Orientalism and Its Discontents

by Robert Irwin

Pub Date: Oct. 5th, 2006
ISBN: 1-58567-835-X
Publisher: Overlook

“Oriental studies” once came wrapped in a dreariness dull enough to make its practitioners envy economists. Thanks to Edward Said, though, Irwin has a lively fight on his hands.

Orientalists, as students of Asian languages and cultures were once collectively called, had several motivations for their work, among them the hope of gaining past-through-the-present insight into the cultures of the Bible, the search for lost classical knowledge that had passed from the Greeks to the Arabs and not reemerged in Europe and the quest for expanded economic and political contact with Asia. Irwin (The Arabian Nights, 1994, etc.) here ushers several classical authors into the Orientalist ranks, including Herodotus, who “seems to have been singularly free of racial prejudice,” and Aristotle, who contrarily inclined to the view that Asians “tolerate despotic rule without resentment,” as if born to subjugation. Later generations of Orientalists, from Spain and Italy, but more famously from Germany and England, tended to see contemporary Asians as fallen from the great cultural heights of the past. While Irwin gives short shrift to the best-known Orientalists, particularly T.E. Lawrence (of Arabia, whom he considers a “fantasist”), he introduces general readers to others whom they may well never have heard of, such as the Hungarian scholar Ignaz Goldziher. All of this comes by way of prologue to Irwin’s extended argument against the late soi-disant Palestinian scholar Said, who charged that Orientalism was a species of cultural imperialism, if not an instrument of imperialism outright.

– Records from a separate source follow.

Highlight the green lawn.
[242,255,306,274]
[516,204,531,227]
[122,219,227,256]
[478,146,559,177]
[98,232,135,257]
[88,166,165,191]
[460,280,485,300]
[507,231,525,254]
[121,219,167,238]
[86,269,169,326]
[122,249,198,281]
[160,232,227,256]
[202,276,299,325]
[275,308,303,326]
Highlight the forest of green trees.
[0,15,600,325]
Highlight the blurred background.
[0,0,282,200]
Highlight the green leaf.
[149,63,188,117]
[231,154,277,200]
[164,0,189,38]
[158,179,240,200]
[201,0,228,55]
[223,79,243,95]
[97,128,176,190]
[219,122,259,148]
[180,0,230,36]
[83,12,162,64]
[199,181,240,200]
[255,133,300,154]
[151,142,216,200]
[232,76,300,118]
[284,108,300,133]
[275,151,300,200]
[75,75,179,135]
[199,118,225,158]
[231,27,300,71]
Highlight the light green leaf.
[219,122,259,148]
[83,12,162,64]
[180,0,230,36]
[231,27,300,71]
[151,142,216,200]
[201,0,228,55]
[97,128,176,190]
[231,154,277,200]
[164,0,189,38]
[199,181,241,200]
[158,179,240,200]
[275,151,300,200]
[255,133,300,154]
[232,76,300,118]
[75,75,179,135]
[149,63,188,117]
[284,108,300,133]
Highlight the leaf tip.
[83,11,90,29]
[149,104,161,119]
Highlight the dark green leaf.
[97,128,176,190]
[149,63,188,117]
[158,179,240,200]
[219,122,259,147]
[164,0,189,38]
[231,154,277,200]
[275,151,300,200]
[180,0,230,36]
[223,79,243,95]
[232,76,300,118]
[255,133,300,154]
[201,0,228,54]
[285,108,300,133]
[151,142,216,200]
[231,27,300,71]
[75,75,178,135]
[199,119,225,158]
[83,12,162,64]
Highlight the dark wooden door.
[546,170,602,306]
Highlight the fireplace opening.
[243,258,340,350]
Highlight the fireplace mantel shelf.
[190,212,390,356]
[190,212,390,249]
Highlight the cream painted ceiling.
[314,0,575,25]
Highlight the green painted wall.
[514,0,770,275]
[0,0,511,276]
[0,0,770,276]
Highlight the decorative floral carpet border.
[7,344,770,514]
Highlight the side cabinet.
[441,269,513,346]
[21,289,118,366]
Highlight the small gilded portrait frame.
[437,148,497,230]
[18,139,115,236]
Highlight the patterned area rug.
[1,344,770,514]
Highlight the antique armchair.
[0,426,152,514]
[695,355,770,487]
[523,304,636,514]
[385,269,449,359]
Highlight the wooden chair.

Irwin disagrees—vehemently so—noting especially (1) the contributions of actual Asians to Asian studies, particularly in the Middle East; and (2) that many of the best-known Western students and interpreters of Asian cultures were vigorously anti-imperialist in outlook.

Latter-day Orientalists and students of intellectual history will benefit greatly from this study, but so also will others charting the discourse between East and West.